C'était une bien étrange troupe qui s'engageait en direction du chemin des chats. En tête, le dragon Brume, tenu en laisse par la princesse Marie-Jeanne. Puis un immense mammouth chargé de soixante kilos de steaks hachés et de soixante kilos de viande crue (en la personne du chauffeur de mammouth). Et enfin, fermant la marche, le chevalier Jean-Marc, armé de sa guisarme sans grelots, surveillant les alentours avec concentration. Il ne manquerait plus que le mammouth attire l'attention d'une quelconque bête féroce !
Ils arrivaient au chemin des chats. Il y avait là Chocolat, une grosse bête blanche poilue qui se laissait câliner tant qu'on voulait ; Furax, un matou écaille-de-tortue privé de pattes ; Flocon, blanc tigré de noir aux yeux d'un bleu vif ; Clothilde, grise avec de grandes oreilles toutes douces ; Opéra, noir et blanc et potelé ; Vieille-Branche, un chat brun qui refusait de se séparer de son doudou noir ; Boubou, un vieux félin crème au poil bouclé ; et tant d'autres, tant d'autres... Le mammouth s'était arrêté. Devant tant de mignonnitude, il ne pouvait plus mettre une patte devant l'autre. Furax se frottait à sa trompe, les yeux brillants et plein de cœurs à paillettes.
« Allez ! On se bouge ! »
Le livreur de steaks donna un grand coup de pied dans le derrière de son mammouth, sans succès. Furax bondit sur le livreur, le manqua deux fois mais réussit finalement à se jeter sur lui. Chocolat le rejoignit, et finalement, ce fut sous une montagne de chats que disparut l'infortuné conducteur de mammouth.
« Houston, nous avons un problème ! »
Heureusement, ils n'étaient plus très loin de la maison. Jean-Marc et Marie-Jeanne entreprirent de décharger le mammouth et de porter, cinq par cinq, les soixante kilos de steak haché jusqu'au Burger Princess. Mais pour les autres soixante kilos qui constituaient le livreur, c'était un peu plus compliqué. Notamment parce qu'ils ne pouvaient pas légalement le découper en petits morceaux.
« Ne vous en faites pas, je viens à la rescousse ! »
Ils se retournèrent. Le monsieur fé, alerté par le papillon voyageur, s'était matérialisé sur le chemin, un encensoir à la main. Il le secoua, et une douce odeur d'herbe à chat envahit l'atmosphère.
« Miaaaaaaaaaooooooooooooouuuuuuuuuuuuuuuuuuuuuuuuu-uuuuuuuuuuu !! »

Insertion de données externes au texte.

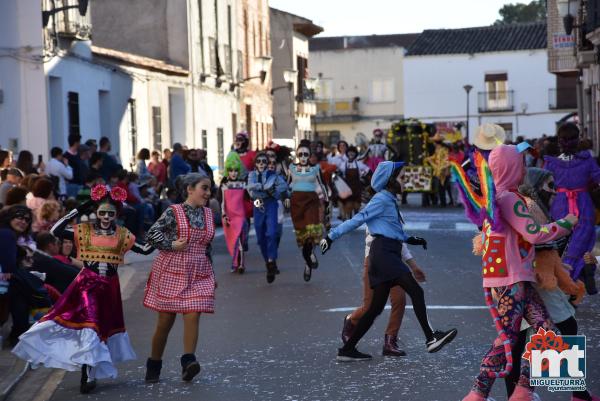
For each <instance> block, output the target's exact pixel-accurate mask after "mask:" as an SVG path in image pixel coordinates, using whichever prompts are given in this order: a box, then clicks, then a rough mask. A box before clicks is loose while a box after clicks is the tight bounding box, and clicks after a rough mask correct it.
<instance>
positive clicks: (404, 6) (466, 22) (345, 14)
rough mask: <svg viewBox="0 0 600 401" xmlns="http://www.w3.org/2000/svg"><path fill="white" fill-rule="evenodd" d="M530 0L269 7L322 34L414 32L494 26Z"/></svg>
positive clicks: (500, 0)
mask: <svg viewBox="0 0 600 401" xmlns="http://www.w3.org/2000/svg"><path fill="white" fill-rule="evenodd" d="M523 2H525V3H528V2H529V0H525V1H519V0H513V1H506V0H366V1H364V0H269V6H270V7H274V8H277V9H280V10H283V11H287V12H290V13H293V14H297V15H300V16H302V17H306V18H308V19H311V20H312V21H313V22H314V23H316V24H317V25H320V26H322V27H323V28H324V32H323V33H321V34H320V35H319V36H343V35H371V34H377V35H382V34H392V33H414V32H421V31H423V30H425V29H439V28H464V27H472V26H485V25H491V24H492V23H493V22H494V21H496V20H497V19H498V18H499V17H500V16H499V14H498V10H499V9H500V8H501V7H502V6H503V5H504V4H509V3H523Z"/></svg>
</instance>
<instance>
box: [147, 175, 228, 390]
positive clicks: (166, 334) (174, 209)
mask: <svg viewBox="0 0 600 401" xmlns="http://www.w3.org/2000/svg"><path fill="white" fill-rule="evenodd" d="M180 178H181V179H180V181H179V183H180V187H179V188H178V189H179V190H180V192H181V195H182V197H183V198H185V201H184V202H183V203H179V204H175V205H171V206H170V207H169V208H168V209H167V210H165V212H164V213H163V214H162V216H161V217H160V218H159V219H158V220H157V221H156V223H154V225H153V226H152V227H151V228H150V230H149V231H148V234H147V237H148V242H150V243H151V244H152V245H154V246H155V247H156V248H157V249H159V250H160V252H159V254H158V256H157V257H156V259H155V260H154V263H153V264H152V272H151V273H150V276H149V277H148V282H147V283H146V289H145V291H144V306H145V307H146V308H148V309H152V310H153V311H155V312H157V315H158V316H157V317H158V318H157V321H156V329H155V331H154V336H153V337H152V352H151V355H150V358H148V360H147V361H146V382H147V383H156V382H158V381H159V379H160V371H161V368H162V356H163V352H164V350H165V346H166V344H167V339H168V337H169V332H170V331H171V328H172V327H173V323H175V318H176V316H177V314H182V315H183V352H184V353H183V355H182V356H181V360H180V361H181V379H182V380H183V381H186V382H189V381H191V380H192V379H193V378H194V376H196V375H197V374H198V373H200V364H199V363H198V361H197V360H196V355H195V352H196V345H197V343H198V325H199V321H200V315H201V314H202V313H214V307H215V288H216V285H217V284H216V282H215V273H214V270H213V266H212V260H211V256H210V246H211V243H212V240H213V238H214V235H215V226H214V223H213V214H212V210H211V209H210V208H209V207H208V201H209V199H210V195H211V188H212V182H211V180H210V178H209V177H207V176H205V175H204V174H199V173H189V174H186V175H184V176H181V177H180Z"/></svg>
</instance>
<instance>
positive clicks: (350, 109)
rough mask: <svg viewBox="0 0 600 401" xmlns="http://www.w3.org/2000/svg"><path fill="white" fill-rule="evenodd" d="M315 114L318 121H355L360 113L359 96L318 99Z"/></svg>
mask: <svg viewBox="0 0 600 401" xmlns="http://www.w3.org/2000/svg"><path fill="white" fill-rule="evenodd" d="M316 102H317V116H316V118H317V119H318V120H319V121H322V122H326V121H332V122H333V121H340V122H341V121H355V120H358V117H359V115H360V107H359V106H360V98H358V97H355V98H352V99H318V100H317V101H316Z"/></svg>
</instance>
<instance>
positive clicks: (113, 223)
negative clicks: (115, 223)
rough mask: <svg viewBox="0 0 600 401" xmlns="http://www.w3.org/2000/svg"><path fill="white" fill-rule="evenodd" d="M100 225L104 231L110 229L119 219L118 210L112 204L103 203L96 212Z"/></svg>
mask: <svg viewBox="0 0 600 401" xmlns="http://www.w3.org/2000/svg"><path fill="white" fill-rule="evenodd" d="M96 216H97V217H98V223H99V225H100V228H101V229H103V230H108V229H110V228H111V227H112V226H113V224H114V222H115V220H116V219H117V208H116V207H115V206H114V205H113V204H111V203H103V204H101V205H100V206H98V210H97V211H96Z"/></svg>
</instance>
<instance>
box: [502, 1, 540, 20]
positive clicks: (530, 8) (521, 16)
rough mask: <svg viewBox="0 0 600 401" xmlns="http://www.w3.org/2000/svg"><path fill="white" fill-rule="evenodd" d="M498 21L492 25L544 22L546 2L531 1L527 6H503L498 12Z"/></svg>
mask: <svg viewBox="0 0 600 401" xmlns="http://www.w3.org/2000/svg"><path fill="white" fill-rule="evenodd" d="M499 14H500V17H501V18H500V19H499V20H496V22H495V23H494V25H504V24H516V23H520V22H540V21H545V20H546V0H533V1H532V2H531V3H529V4H523V3H514V4H505V5H504V6H502V8H501V9H500V11H499Z"/></svg>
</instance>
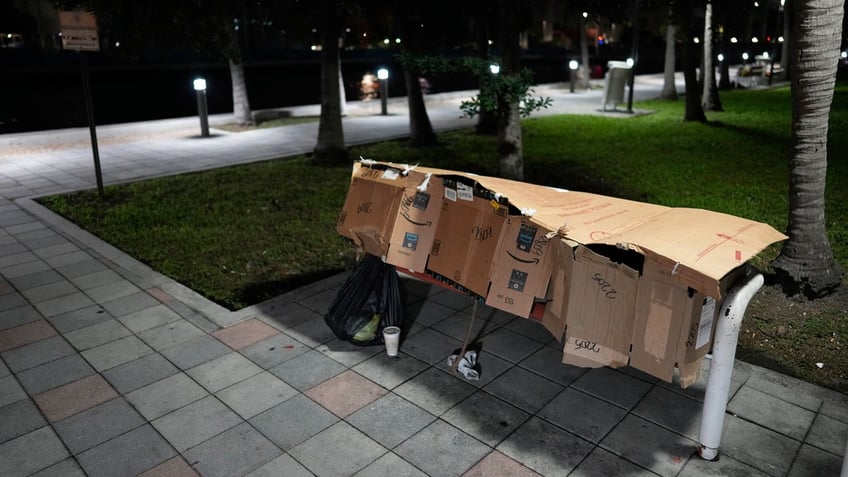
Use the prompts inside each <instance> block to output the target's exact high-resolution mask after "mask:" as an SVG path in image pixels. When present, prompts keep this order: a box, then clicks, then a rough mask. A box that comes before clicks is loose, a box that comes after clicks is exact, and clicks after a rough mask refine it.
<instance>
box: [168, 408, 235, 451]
mask: <svg viewBox="0 0 848 477" xmlns="http://www.w3.org/2000/svg"><path fill="white" fill-rule="evenodd" d="M241 422H243V421H242V419H241V418H240V417H239V416H238V414H236V413H234V412H233V411H231V410H230V409H229V408H227V406H225V405H224V404H222V403H221V401H219V400H218V399H216V398H215V396H207V397H205V398H203V399H200V400H199V401H195V402H193V403H191V404H189V405H187V406H185V407H182V408H180V409H177V410H176V411H174V412H172V413H170V414H166V415H164V416H162V417H160V418H157V419H156V420H154V421H152V422H151V424H153V427H155V428H156V430H157V431H159V433H160V434H162V435H163V436H164V437H165V439H167V440H168V442H170V443H171V445H173V446H174V448H175V449H177V450H178V451H180V452H184V451H186V450H187V449H190V448H192V447H194V446H196V445H197V444H200V443H201V442H203V441H205V440H206V439H209V438H210V437H212V436H214V435H217V434H219V433H221V432H223V431H225V430H227V429H229V428H231V427H233V426H235V425H237V424H239V423H241Z"/></svg>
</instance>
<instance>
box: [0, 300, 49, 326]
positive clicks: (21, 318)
mask: <svg viewBox="0 0 848 477" xmlns="http://www.w3.org/2000/svg"><path fill="white" fill-rule="evenodd" d="M41 319H43V317H42V316H41V313H39V312H38V310H36V309H35V308H33V307H32V306H31V305H30V304H28V303H26V302H24V303H22V304H21V305H20V306H17V307H15V308H12V309H11V310H6V311H0V330H7V329H9V328H14V327H16V326H20V325H23V324H26V323H32V322H33V321H38V320H41Z"/></svg>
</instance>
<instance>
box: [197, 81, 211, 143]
mask: <svg viewBox="0 0 848 477" xmlns="http://www.w3.org/2000/svg"><path fill="white" fill-rule="evenodd" d="M194 91H195V92H196V93H197V115H198V116H200V135H201V136H202V137H209V109H208V108H207V107H206V80H205V79H203V78H197V79H195V80H194Z"/></svg>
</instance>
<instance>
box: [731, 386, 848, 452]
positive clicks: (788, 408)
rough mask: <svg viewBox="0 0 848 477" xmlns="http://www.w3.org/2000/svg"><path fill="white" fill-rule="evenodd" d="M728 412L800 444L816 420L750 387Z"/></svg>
mask: <svg viewBox="0 0 848 477" xmlns="http://www.w3.org/2000/svg"><path fill="white" fill-rule="evenodd" d="M727 411H728V412H730V413H732V414H735V415H737V416H739V417H741V418H742V419H745V420H748V421H752V422H756V423H757V424H759V425H761V426H763V427H766V428H768V429H771V430H773V431H776V432H779V433H781V434H784V435H787V436H789V437H791V438H793V439H797V440H799V441H801V440H804V436H806V435H807V432H808V431H809V429H810V426H811V425H812V424H813V419H815V417H816V415H815V413H814V412H812V411H808V410H806V409H804V408H802V407H800V406H796V405H795V404H792V403H789V402H787V401H784V400H782V399H778V398H776V397H774V396H771V395H769V394H766V393H764V392H762V391H757V390H756V389H754V388H752V387H750V386H743V387H742V388H741V389H740V390H739V392H737V393H736V395H735V396H733V399H731V400H730V403H728V405H727ZM846 428H848V425H846ZM846 438H848V434H846ZM843 440H844V439H843Z"/></svg>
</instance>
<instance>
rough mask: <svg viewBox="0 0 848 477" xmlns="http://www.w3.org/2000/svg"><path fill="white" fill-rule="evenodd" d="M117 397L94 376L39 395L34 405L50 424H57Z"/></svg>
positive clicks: (105, 380) (105, 384) (65, 384)
mask: <svg viewBox="0 0 848 477" xmlns="http://www.w3.org/2000/svg"><path fill="white" fill-rule="evenodd" d="M117 396H118V393H116V392H115V390H114V389H112V386H109V383H107V382H106V380H104V379H103V378H102V377H101V376H100V375H99V374H95V375H92V376H89V377H87V378H82V379H79V380H77V381H74V382H72V383H68V384H65V385H64V386H59V387H58V388H54V389H51V390H50V391H47V392H45V393H42V394H39V395H38V396H35V403H36V404H38V407H39V408H40V409H41V412H43V413H44V416H45V417H47V419H48V420H49V421H50V422H57V421H60V420H62V419H64V418H66V417H68V416H72V415H74V414H76V413H78V412H82V411H84V410H86V409H89V408H91V407H94V406H96V405H98V404H100V403H102V402H106V401H108V400H110V399H113V398H115V397H117Z"/></svg>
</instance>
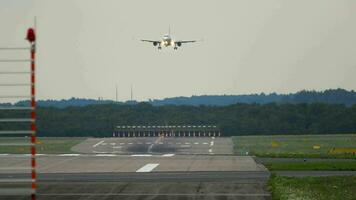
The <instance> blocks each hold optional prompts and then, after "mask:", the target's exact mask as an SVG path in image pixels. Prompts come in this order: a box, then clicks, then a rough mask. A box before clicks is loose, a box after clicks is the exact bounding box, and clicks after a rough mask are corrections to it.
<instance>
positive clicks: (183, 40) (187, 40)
mask: <svg viewBox="0 0 356 200" xmlns="http://www.w3.org/2000/svg"><path fill="white" fill-rule="evenodd" d="M174 42H175V43H178V44H179V43H181V44H183V43H193V42H197V40H178V41H174Z"/></svg>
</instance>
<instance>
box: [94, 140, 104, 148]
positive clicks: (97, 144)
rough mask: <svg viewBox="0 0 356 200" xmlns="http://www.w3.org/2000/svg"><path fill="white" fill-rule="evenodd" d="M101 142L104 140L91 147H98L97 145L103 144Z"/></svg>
mask: <svg viewBox="0 0 356 200" xmlns="http://www.w3.org/2000/svg"><path fill="white" fill-rule="evenodd" d="M103 142H104V140H102V141H100V142H98V143H96V144H94V145H93V147H97V146H99V145H100V144H101V143H103Z"/></svg>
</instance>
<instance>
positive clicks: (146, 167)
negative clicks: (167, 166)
mask: <svg viewBox="0 0 356 200" xmlns="http://www.w3.org/2000/svg"><path fill="white" fill-rule="evenodd" d="M158 165H159V163H148V164H146V165H144V166H143V167H141V168H140V169H138V170H137V171H136V172H151V171H152V170H153V169H154V168H156V167H157V166H158Z"/></svg>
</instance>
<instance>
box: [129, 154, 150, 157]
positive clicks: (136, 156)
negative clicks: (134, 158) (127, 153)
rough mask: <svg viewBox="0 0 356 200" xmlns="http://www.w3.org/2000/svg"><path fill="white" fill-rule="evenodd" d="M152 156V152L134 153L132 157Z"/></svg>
mask: <svg viewBox="0 0 356 200" xmlns="http://www.w3.org/2000/svg"><path fill="white" fill-rule="evenodd" d="M150 156H152V155H151V154H133V155H131V157H150Z"/></svg>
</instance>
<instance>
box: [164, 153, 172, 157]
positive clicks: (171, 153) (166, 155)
mask: <svg viewBox="0 0 356 200" xmlns="http://www.w3.org/2000/svg"><path fill="white" fill-rule="evenodd" d="M173 156H174V154H172V153H170V154H163V155H162V157H173Z"/></svg>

Les matous se précipitèrent sur le fé - sauf Furax, qui était enrhumé et ne sentait pas l'herbe à chat. Il préféra retrouver le mammouth et se blottir de nouveau contre lui.
« Merci, m'sieur fé ! À la prochaine ! »
Et ils se dirigèrent vers le Burger Princess, laissant l'être féerique aux prises avec les félins drogués.
Il était une heure du matin. Le chevalier Jean-Marc envoya la princesse au lit, parce que « Votre Altesse, y a collège demain ! » Le livreur essaya de se faire facturer au tarif de nuit, mais Jean-Marc refusa tout net et exigea une réduction. Après tout, le livreur n'avait effectué que la moitié de la livraison, le reste, c'était lui et Marie-Jeanne ! En plus, la princesse avait perdu sa robe dans l'affaire, et il entendait bien que l'entreprise verse des dommages et intérêts. Après quatre menaces de procès et trois tentatives d'invoquer un démon, ils en arrivèrent à la conclusion que ce genre de choses pouvait arriver et Jean-Marc paya le prix convenu. Puis le livreur repartit avec son mammouth et le chat Furax, qui s'était attaché à la grosse bête poilue (je parle du mammouth).
Le lendemain, la princesse somnola un peu en cours d'histoire-géo, mais de toute façon ça parlait de sa propre famille et elle connaissait déjà ces histoires sur le bout des doigts. Le Burger Princess ouvrit à l'heure, les clients eurent droit à leurs hamburgers comme d'habitude, et on donna les invendus à Brume. Le mercredi après-midi, Marie-Jeanne alla faire du shopping pour remplacer sa robe perdue, elle en trouva une magnifique, verte et or, symbolisant - selon elle - la victoire de la royauté sur la forêt sauvage.
Et la légende raconte que le fé aux papillons est toujours coincé sous une montagne de chats.